What you have identified is the importance of setting and the imagery that is used to describe it in this important dystopian story that is almost unique for having no actual characters whatsoever. I will have a look at the first opening paragraph to analyse the imagery and see how Bradbury uses setting to convey his message.
The story starts unforgettably by presenting us with a future world which is supremely technologically advanced:
In the living room the voice-clock sang, Tick-tock, seven o'clock, time to get up, time to get up, seven o'clock! as if it were afraid that nobody would. The mornign house lay empty. The clock ticked on, repeating and repeating its sounds into the emptiness. Seven-nine, breakfast time, seven-nine!
In the kitchen the breakfast stove gave a hissing sigh and ejected from its warm interior eight pieces of perfectly browned toast, eight eggs sunnyside up, sixteen slices of bacon, two coffees, and two cool glasses of milk.

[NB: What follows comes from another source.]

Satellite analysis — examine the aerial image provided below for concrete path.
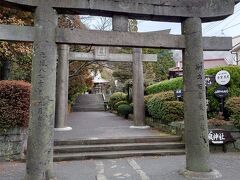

Clearly the extent to which technology has advanced is incredibly impressive - literally there are robots to do everything for you! However, as you read the rest of the story you begin to realise what Bradbury is trying to aim at. With no human characters, this story is an ironic reflection on the strengths and weaknesses of human nature. It is also a warning about the limits and dangers of technology. The same technical wizardry that enables people of the future to create a fully automated house is also responsible for the creation of the nuclear weapons that destroy the human race. What use is all our cleverness and ingenuity at having created a machine to make our breakfast for us, Bradbury seems to ask, without the wisdom to accept our own vulnerable position in the universe?